Однако давайте четко осознаем: потребление мясных и молочных продуктов в 1970–1980-е годы отставало от развитых западных стран, но оно не означало белкового голодания населения страны. Потребление и калорий, и белков, и жиров было на нормальном уровне. Более того, с 1961 по 1988 год эти показатели в СССР даже превышали рекомендуемые Всемирной организацией здравоохранения (ВОЗ), а потребление большинства видов продуктов, кроме названных выше, было достаточно высоким в сравнении с большинством иностранных государств.
Однако качественный уровень питания был далек от идеала. В ежедневном рационе преобладала растительная пища (ее доля была больше, чем даже в социалистической Польше). И хотя потребление мяса к середине 1980-х достигло уровня Великобритании, фрукты и молоко все еще серьезно отставали…
При этом следует признать, что в годы застоя властям удавалось поддерживать тенденцию к росту потребления продуктов питания, в том числе ценой постоянного роста капиталовложений в сельхозпроизводство и переработку, а также импорт продовольствия. Конечно, проблема усугублялась несбалансированной системой хранения, транспортировки и торговли продуктами, что порой приводило к значимым перебоям. Логичный в современных условиях выход путем повышения розничных цен был невозможен в силу политических причин. Так что СССР развалился не из-за дефицита колбасы (как это кажется многим сегодня), а по другим, более фундаментальным причинам.
Вместе с тем, говоря о советской кулинарной культуре, необходимо принять во внимание множество факторов. Одним из модных трендов сегодня являются разговоры о смешанном характере современного российского общества. О том, что оно не стало полноценно буржуазным и рыночным, а сохранило в себе остатки сословного, чуть ли не феодального строя.

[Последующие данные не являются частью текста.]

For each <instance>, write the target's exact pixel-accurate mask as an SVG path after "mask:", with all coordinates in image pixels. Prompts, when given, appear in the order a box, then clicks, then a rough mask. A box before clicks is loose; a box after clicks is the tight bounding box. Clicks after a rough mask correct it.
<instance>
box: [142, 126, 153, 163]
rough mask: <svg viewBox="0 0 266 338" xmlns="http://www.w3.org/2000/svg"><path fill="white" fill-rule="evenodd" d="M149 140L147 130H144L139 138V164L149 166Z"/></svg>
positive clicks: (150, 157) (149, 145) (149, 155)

Всерьез анализировать этот процесс – тема явно не этой работы. Но вот один ее аспект, по нашему мнению, заслуживает отдельного внимания.

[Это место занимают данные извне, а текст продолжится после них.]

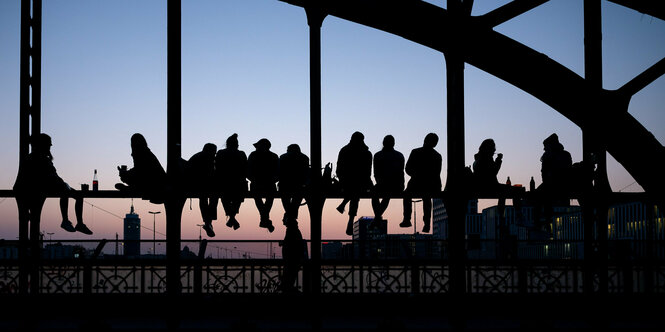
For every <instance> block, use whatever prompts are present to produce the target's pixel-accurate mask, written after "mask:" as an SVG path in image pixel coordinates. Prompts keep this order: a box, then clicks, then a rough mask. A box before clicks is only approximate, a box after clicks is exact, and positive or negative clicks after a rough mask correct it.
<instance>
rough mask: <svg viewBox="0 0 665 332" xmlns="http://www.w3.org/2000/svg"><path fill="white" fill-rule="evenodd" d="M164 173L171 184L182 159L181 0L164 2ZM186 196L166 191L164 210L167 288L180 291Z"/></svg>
mask: <svg viewBox="0 0 665 332" xmlns="http://www.w3.org/2000/svg"><path fill="white" fill-rule="evenodd" d="M167 52H168V55H167V106H166V107H167V138H166V142H167V174H168V179H169V182H170V183H171V184H172V185H174V184H176V183H177V181H176V180H177V178H178V176H179V173H180V160H181V146H180V144H181V100H182V96H181V81H182V80H181V78H182V74H181V0H168V2H167ZM184 202H185V200H184V199H183V198H181V197H180V195H179V193H177V192H176V191H172V192H170V193H168V196H167V198H166V201H165V203H164V209H165V210H166V259H167V266H166V291H167V293H168V294H179V293H180V292H181V287H180V237H181V225H180V223H181V219H182V208H183V206H184Z"/></svg>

Мы говорим о месте кулинарной культуры в обществе, – прежде всего в позднесоветском. Любое культурное явление основано на демонстрации каких-то принципов, убеждений, умений, взглядов. И кулинария в этом смысле – не исключение. Один из ведущих современных немецких социологов – Норберт Элиас (1897–1990) – писал, что в средневековом обществе стиль питания человека «выражал именно его принадлежность к той или иной сословной группе, место на определенной ступени в иерархии, причастность к ее привилегиям и ее авторитету. В буржуазном же обществе… подлежит репрезентации прежде всего богатство, причем богатство отдельной семьи»[79]. То есть кулинарная культура при феодализме – это культура, дающая представление о месте человека в социальной иерархии, а в отличие от буржуазного общества, где мерилом выступает сама личность, ее успехи, достижения и состоятельность.